OBJECTIVE: Reactive oxygen species have been shown to contribute to myocardial stress in patients undergoing cardiac surgery, as demonstrated by myocardial 8-iso-prostaglandin-F2{alpha} and nitrotyrosine formation. We hypothesized that the reactive oxygen species scavenger N-acetylcysteine attenuates reactive oxygen species–mediated myocardial stress in patients undergoing cardiac surgery.

METHODS: Forty patients undergoing coronary artery surgery (mean age ± SD, 66 ± 9 years; 9 women and 31 men) were randomized to receive either N-acetylcysteine (100 mg/kg into cardiopulmonary bypass prime followed by infusion at 20 mg · kg-1 · h-1, n = 20) or placebo (n = 20). Patients and clinical staff were blinded to group assignment. Transmural left ventricular biopsy specimens collected before and at the end of cardiopulmonary bypass were subjected to immunocytochemical staining against 8-iso-prostaglandin-F2{alpha} (primary measure) as an indicator for reactive oxygen species–mediated lipid peroxidation and nitrotyrosine (coprimary measure) as a marker for peroxynitrite-mediated tissue injury. Cardiomyocyte staining was quantitatively determined by using densitometry (in gray units). Global left ventricular function was measured on the basis of fractional area of contraction by using transesophageal echocardiography.

RESULTS: Patient characteristics in both groups were comparable.
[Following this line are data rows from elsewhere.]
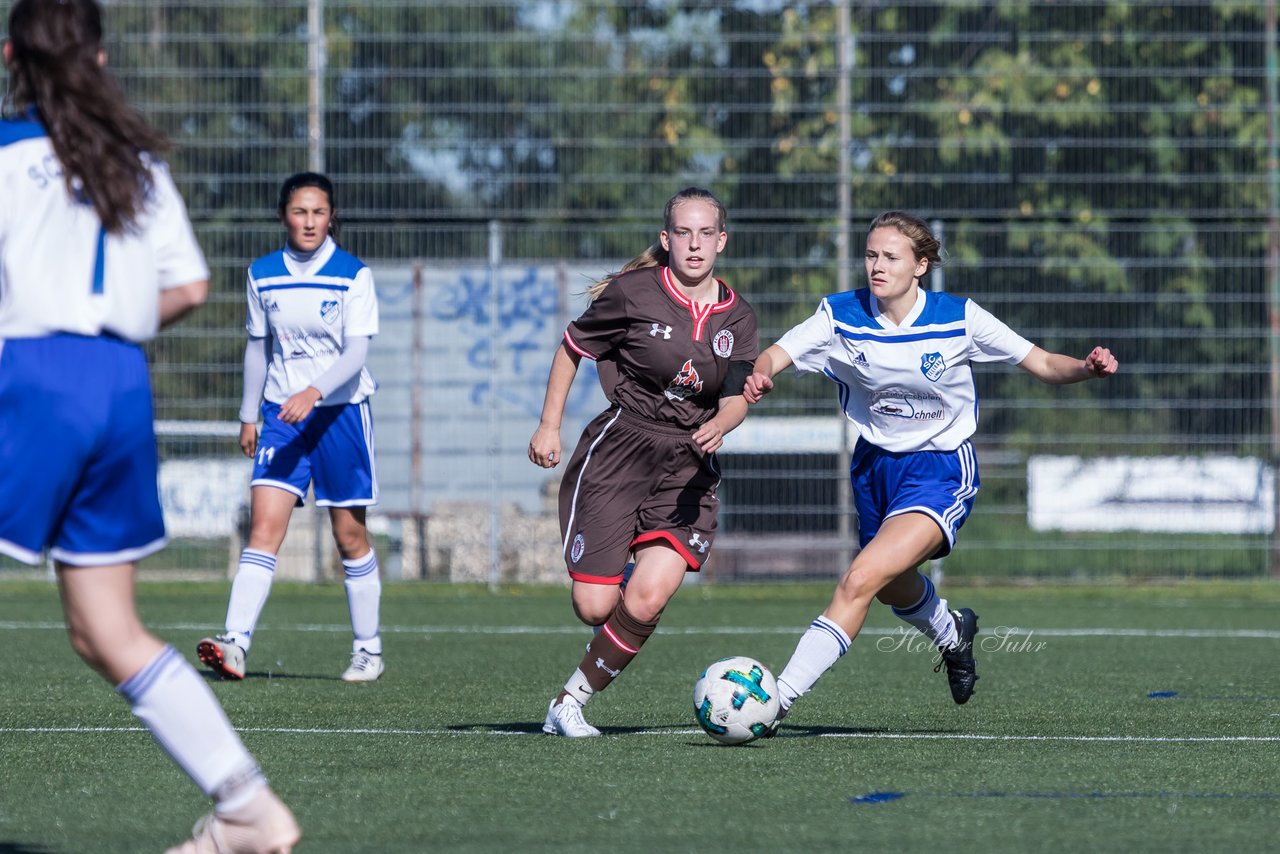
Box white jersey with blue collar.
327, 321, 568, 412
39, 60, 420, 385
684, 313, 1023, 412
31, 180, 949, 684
0, 117, 209, 342
244, 237, 378, 406
777, 288, 1033, 452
The change in left ventricular cardiomyocyte staining (end of cardiopulmonary bypass - before cardiopulmonary bypass) differed significantly between groups for both primary measures: 8-iso-prostaglandin-F2{alpha}, -1.8 ± 7.5 gray units (mean ± SD, N-acetylcysteine group) versus 5.0 ± 4.1 gray units (placebo group; 95% confidence interval, 2.6-11.0, P = .003); nitrotyrosine, -6.4 ± 10.0 gray units (N-acetylcysteine group) versus 9.2 ± 8.4 gray units (placebo group; 95% confidence interval, 9.4-21.7, P < .001). Hemodynamics and clinical outcomes were comparable in both groups.
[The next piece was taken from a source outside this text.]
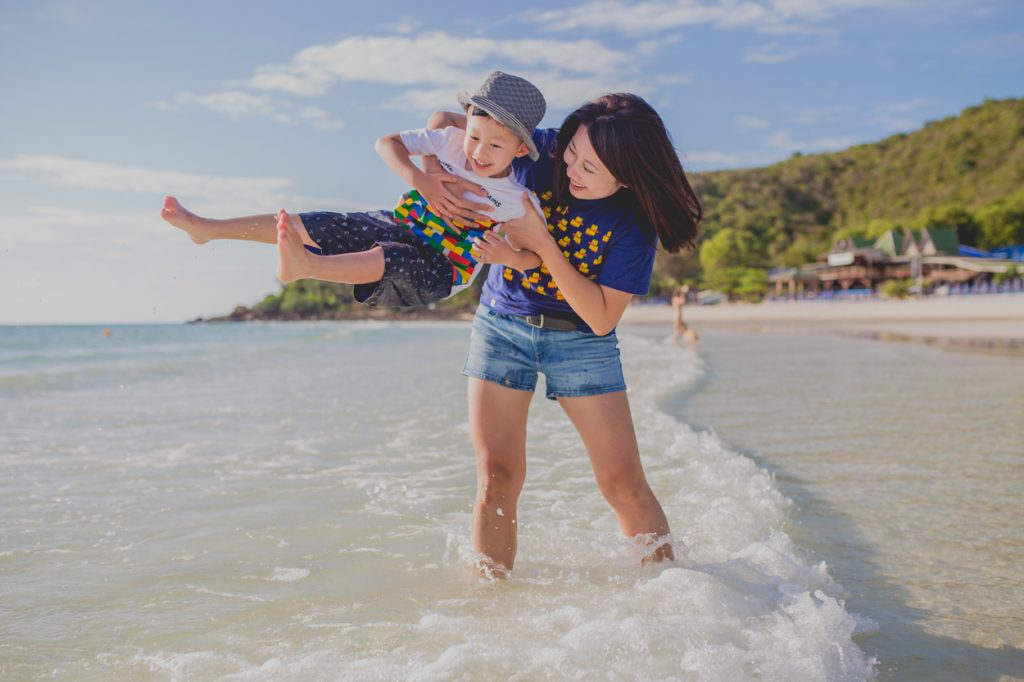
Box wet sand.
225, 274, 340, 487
623, 294, 1024, 355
CONCLUSIONS: Reactive oxygen species scavenging with N-acetylcysteine attenuates myocardial oxidative stress in the hearts of patients subjected to cardiopulmonary bypass and cardioplegic arrest.
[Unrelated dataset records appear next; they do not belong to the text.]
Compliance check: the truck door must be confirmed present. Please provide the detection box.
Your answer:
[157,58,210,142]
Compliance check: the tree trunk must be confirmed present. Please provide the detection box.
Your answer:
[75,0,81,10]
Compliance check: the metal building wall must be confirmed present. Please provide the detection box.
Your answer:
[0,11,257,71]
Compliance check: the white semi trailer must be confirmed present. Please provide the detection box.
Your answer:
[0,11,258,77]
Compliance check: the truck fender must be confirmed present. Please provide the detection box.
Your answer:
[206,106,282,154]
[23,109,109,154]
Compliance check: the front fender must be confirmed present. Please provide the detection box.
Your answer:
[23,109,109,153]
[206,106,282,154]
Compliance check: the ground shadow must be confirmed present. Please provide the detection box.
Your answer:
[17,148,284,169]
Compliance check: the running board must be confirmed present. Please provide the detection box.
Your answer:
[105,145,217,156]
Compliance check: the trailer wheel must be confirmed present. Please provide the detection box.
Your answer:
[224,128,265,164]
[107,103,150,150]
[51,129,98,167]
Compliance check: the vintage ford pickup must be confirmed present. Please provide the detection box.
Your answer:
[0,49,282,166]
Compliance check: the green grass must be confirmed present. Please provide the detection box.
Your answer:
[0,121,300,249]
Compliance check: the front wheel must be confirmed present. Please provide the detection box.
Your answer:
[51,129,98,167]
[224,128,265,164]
Drs Tossios, Bloch, Huebner, Klass, and Mehlhorn


Reactive oxygen species (ROS), such as hydroxyl radical (OH-), superoxide radical (O2-), hydrogen peroxide (H2O2), and peroxynitrite (ONOO-), the product of nitric oxide (NO) binding to O2-, are thought to mediate the reperfusion injury that characterizes metabolic, structural, and functional (stunning) myocardial damage associated with experimental myocardial ischemia and reperfusion.1-3 Clinical studies have provided indirect evidence for ROS-mediated stress, such as malondialdehyde and lipid hydroxylperoxidase determination in the blood of patients with acute myocardial infarction4 or those subjected to percutaneous transluminal coronary angioplasty5,6 or coronary artery bypass surgery.7 We have recently provided direct evidence for ROS-mediated myocardial stress associated with ischemia and reperfusion because we demonstrated both 8-iso-prostaglandin-F2{alpha} and nitrotyrosine formation in left ventricular (LV) biopsy specimens of patients subjected to cardioplegic arrest.8 8-Iso-prostaglandin-F2{alpha} is the stable end product of arachidonic acid oxidation generated by ROS attacks on membrane phospholipids.6,9 Nitrotyrosine represents the stable end product of cell membrane protein–bound tyrosine nitration by ONOO-.10,11 These data indicate the clinical relevance of ROS-mediated oxidative stress associated with ischemia and reperfusion and imply a rational basis for ROS scavengers as adjuncts to reperfusion strategies.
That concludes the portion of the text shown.